The e-commerce behemoth Amazon is reportedly planning a large-scale redundancy plan to lay off approximately 10,000 employees in corporate and technology roles starting this week.
According to the report based on people with knowledge of the matter, although this would represent a little less than one percent of the tech giant’s total payroll, the planned cuts would be the largest in the Jeff Bezos-founded company’s 28-year history and would primarily impact its devices organization, retail division, and human resources.
Amazon announced a hiring freeze two weeks ago and its workforce has already decreased compared to the beginning of the year.
At the end of September, Amazon had 1.54 million employees worldwide not counting seasonal workers who are recruited during periods of increased activity such as the Christmas or Easter holidays.
The report also said the distribution by country was not specified, noting that the total number of employees laid off could change.
The report comes at the start of the holiday shopping season, which is critical for Amazon, but weeks ago the e-commerce giant warned of a slowdown in growth for the period when it used to generate the highest sales because, as Amazon said, consumers and businesses have less money to spend due to rising prices.
Amazon was usually increasing headcount to meet demand during the busy holiday season but as the company confronts slowing sales and a gloomy global economy, its CEO Andy Jassy has been in cost-cutting mode to preserve cash.
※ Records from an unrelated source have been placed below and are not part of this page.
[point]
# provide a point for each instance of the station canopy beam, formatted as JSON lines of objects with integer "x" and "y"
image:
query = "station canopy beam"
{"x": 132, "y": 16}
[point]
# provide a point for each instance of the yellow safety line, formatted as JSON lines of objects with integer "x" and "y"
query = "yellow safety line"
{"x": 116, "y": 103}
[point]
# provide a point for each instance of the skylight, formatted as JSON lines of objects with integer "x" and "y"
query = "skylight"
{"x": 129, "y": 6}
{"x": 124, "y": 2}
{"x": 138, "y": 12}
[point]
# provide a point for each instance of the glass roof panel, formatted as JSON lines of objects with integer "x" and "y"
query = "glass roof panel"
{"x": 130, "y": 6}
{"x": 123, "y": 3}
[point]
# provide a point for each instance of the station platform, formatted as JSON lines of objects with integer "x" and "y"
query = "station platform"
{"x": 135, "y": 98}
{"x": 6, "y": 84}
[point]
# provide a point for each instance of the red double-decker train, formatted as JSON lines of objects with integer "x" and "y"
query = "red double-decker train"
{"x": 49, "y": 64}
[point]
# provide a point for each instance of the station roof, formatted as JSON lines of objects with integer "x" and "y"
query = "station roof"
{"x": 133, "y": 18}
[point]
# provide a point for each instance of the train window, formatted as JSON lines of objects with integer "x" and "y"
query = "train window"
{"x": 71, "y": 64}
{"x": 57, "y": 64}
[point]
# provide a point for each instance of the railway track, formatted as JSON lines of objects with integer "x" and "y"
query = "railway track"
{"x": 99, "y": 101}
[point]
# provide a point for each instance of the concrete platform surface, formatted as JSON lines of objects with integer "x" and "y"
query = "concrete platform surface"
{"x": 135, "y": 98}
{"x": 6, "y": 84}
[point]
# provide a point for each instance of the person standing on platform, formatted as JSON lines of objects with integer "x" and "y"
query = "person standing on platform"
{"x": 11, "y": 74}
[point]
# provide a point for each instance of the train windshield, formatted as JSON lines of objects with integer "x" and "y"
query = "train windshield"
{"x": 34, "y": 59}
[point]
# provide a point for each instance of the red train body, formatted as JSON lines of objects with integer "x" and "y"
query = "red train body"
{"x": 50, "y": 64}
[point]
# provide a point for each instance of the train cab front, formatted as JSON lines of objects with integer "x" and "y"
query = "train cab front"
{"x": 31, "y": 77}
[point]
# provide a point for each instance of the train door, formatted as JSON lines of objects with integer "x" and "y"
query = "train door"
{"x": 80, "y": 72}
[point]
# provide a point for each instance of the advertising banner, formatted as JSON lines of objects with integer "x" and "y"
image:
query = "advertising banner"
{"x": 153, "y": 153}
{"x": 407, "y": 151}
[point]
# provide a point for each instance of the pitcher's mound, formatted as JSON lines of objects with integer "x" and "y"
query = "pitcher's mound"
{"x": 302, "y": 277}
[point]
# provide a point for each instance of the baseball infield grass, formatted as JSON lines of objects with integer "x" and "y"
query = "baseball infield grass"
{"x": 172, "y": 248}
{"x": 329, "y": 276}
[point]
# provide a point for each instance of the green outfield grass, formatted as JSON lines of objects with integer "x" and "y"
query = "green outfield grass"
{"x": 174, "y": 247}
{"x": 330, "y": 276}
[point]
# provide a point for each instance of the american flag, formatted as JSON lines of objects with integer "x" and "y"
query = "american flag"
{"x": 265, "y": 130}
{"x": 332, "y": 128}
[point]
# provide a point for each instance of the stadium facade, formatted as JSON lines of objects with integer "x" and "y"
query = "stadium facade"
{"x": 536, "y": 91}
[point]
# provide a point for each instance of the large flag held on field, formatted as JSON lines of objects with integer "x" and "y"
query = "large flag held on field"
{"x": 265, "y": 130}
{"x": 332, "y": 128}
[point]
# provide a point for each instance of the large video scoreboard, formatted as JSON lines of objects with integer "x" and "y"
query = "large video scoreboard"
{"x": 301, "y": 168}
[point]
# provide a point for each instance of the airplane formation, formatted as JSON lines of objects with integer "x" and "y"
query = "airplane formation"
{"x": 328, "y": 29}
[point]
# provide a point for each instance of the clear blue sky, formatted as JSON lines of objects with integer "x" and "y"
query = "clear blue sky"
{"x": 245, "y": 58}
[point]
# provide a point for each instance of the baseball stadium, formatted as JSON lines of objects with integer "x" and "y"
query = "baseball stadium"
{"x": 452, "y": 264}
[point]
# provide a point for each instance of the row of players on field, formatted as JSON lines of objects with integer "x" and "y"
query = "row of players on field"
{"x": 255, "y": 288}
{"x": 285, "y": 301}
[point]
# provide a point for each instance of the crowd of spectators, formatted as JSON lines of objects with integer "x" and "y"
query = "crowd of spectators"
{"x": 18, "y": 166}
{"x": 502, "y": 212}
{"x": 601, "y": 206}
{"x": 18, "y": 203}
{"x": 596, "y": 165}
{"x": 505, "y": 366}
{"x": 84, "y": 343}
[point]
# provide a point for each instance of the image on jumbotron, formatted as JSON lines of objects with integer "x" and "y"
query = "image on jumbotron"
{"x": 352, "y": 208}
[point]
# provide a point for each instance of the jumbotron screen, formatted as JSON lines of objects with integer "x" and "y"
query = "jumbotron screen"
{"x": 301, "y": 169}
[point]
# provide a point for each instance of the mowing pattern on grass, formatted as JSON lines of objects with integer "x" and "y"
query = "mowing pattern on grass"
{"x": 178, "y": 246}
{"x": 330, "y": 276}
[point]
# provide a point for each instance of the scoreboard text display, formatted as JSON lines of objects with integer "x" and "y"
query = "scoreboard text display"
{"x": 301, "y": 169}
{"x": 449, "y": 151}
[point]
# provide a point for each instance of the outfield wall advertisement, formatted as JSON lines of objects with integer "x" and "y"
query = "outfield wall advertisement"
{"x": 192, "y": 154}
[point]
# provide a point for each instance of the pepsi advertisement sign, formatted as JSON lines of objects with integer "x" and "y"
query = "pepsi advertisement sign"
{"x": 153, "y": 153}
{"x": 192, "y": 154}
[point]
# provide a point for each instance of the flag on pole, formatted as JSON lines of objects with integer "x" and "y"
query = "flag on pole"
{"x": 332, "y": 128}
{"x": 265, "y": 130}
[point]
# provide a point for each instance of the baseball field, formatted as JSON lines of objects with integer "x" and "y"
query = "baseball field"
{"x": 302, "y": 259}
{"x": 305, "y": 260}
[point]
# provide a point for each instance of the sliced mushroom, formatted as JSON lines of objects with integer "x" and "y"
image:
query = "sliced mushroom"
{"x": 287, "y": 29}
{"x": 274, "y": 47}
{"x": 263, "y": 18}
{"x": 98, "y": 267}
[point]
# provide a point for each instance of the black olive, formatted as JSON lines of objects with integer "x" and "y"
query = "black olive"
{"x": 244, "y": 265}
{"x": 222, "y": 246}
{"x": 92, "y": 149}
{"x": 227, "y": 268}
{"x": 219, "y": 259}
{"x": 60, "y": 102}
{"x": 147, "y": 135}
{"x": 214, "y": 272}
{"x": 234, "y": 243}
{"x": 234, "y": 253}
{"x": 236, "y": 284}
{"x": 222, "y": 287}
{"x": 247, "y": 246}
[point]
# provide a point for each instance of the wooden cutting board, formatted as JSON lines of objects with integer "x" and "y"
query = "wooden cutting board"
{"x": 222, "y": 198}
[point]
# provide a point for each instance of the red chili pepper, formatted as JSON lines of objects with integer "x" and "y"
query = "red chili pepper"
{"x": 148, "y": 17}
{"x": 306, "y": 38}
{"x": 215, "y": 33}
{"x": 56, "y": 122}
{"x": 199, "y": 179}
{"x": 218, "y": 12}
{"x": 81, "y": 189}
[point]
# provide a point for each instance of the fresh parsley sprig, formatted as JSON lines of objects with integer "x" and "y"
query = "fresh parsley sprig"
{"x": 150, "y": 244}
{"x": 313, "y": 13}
With the economy souring, Amazon is only the latest tech company to brace for a potential economic downturn by making deep cuts to its employee base after Twitter cut roughly 50% of its 7,500-strong workforce last week, following its sale to Elon Musk, while Facebook’s parent company Meta announced it was cutting about 13 percent of its workforce or 11,000 jobs.
Car-hailing app Lyft and online payment company Stripe also reported big layoffs recently.